The Supernatural Thrillers of Archie Roy


The Scottish astronomer and psychic researcher Archie Roy (1924-2012) was the author of six SF/supernatural thrillers spanning the decade 1968-1978. I found four of them for about £1 each in the cellar of Richard Booth’s at Hay-on-Wye, where genre paperbacks are banished in case they contaminate the literary stock: SF, fantasy, horror, romance, westerns.

If you’re even moderately tall, you have to keep ducking under the beams, which certainly keeps you alert. On the plus side, the stock here is reasonably priced and you can pick up odd things.

The first of his books, Deadlight (1968), mingles Cold War era science and technology with ancient standing stones, like the later The Twelve Maidens (1973) by Stewart Farrar. In Roy’s novel, a scientist who is onto a big discovery that troubles his conscience meets with a fatal ‘accident’ while surveying a stone circle on the island of Arran, and a colleague, coincidentally called Arran, goes to investigate.

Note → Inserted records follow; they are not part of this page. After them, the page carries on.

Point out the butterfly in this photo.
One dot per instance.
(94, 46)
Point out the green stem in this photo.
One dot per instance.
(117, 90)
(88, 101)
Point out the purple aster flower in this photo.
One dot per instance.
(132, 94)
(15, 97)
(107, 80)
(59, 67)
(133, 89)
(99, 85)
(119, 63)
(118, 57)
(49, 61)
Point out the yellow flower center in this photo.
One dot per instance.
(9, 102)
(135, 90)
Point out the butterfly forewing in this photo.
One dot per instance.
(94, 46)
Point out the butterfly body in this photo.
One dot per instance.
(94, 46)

Roy’s writing is confident and urbane, brisk and well-structured, albeit following fairly conventional plot routes. His narrator says that ‘every man wants to be James Bond’ (although personally I’d much rather be Catweazle) and there are certainly Bond-like elements in his plot: a secret society that wants to rule the world, a suave villain, a glamorous, sophisticated young woman.

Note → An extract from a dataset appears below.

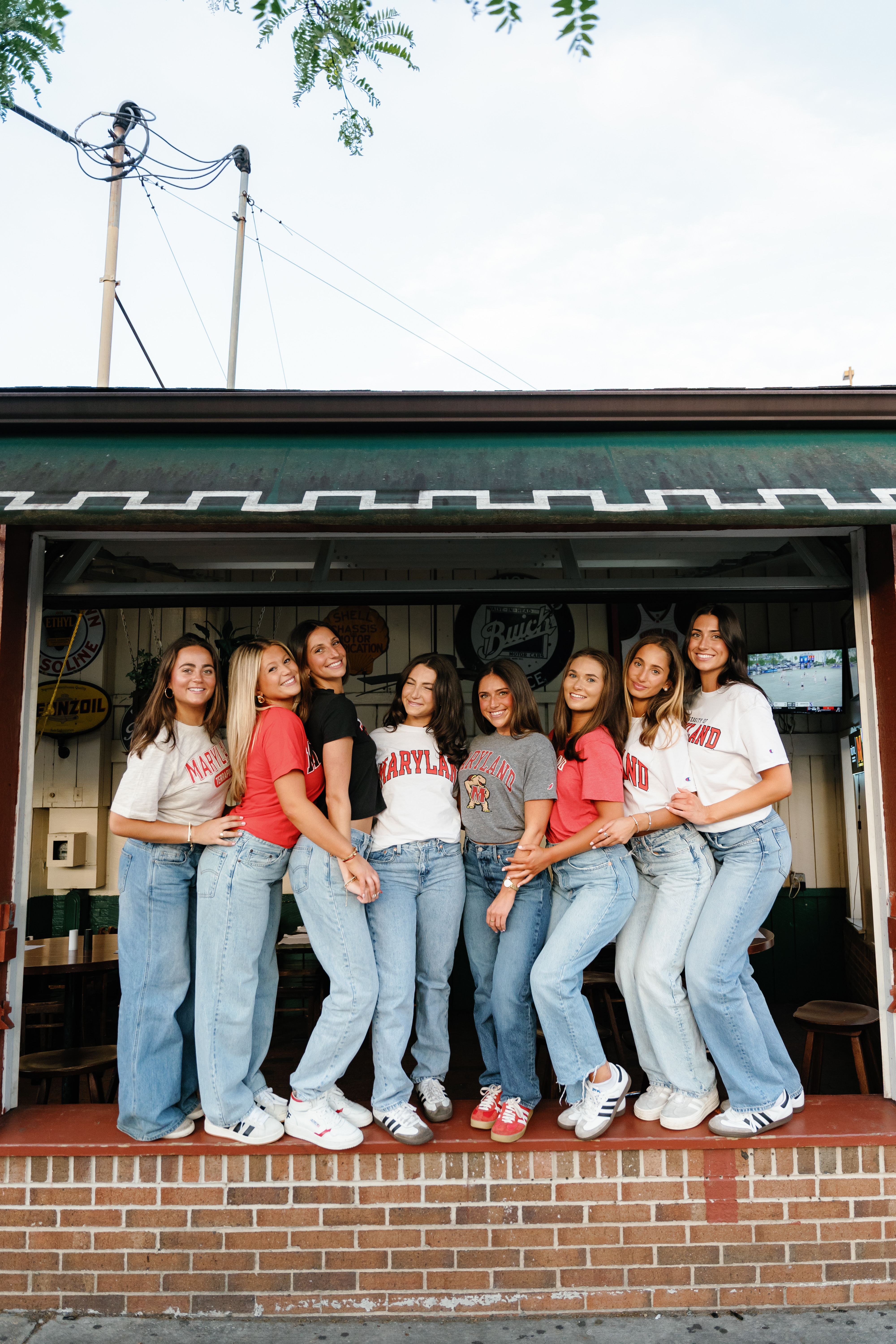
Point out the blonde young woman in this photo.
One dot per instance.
(675, 876)
(276, 782)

Roy obviously knew the island of Arran well and gives the routes and locations in detail, so that you could follow the story on the map or on the ground if you wished. There is a sustained chase scene across the rugged mountains of the island which makes the reader almost as breathless as the characters, and which certainly earned him the comparisons that were made to John Buchan.

Possibly he was also influenced by the example of Fred Hoyle, another distinguished astronomer who wrote thrillers combining science, ancient sites and pursuits across country, such as Ossian’s Ride (1959) and October the First is Too Late (1966).

In Deadlight, the megalithic monuments are (a little disappointingly) mostly just a backdrop rather than the main cause of the action or the speculative ideas, but in some of Roy’s other books the residues of the past are more to the fore. With their exploration of questions of time and space and other dimensions, and parapsychology, and their pace and vigour, they are an interesting later efflorescence of the metaphysical or supernatural thriller mode that first flourished in the interwar period.

His other novels are: All Evil Shed Away (1970); The Curtained Sleep (1971); Sable Night (1973); The Dark Host (1976); and Devil in the Darkness (1978).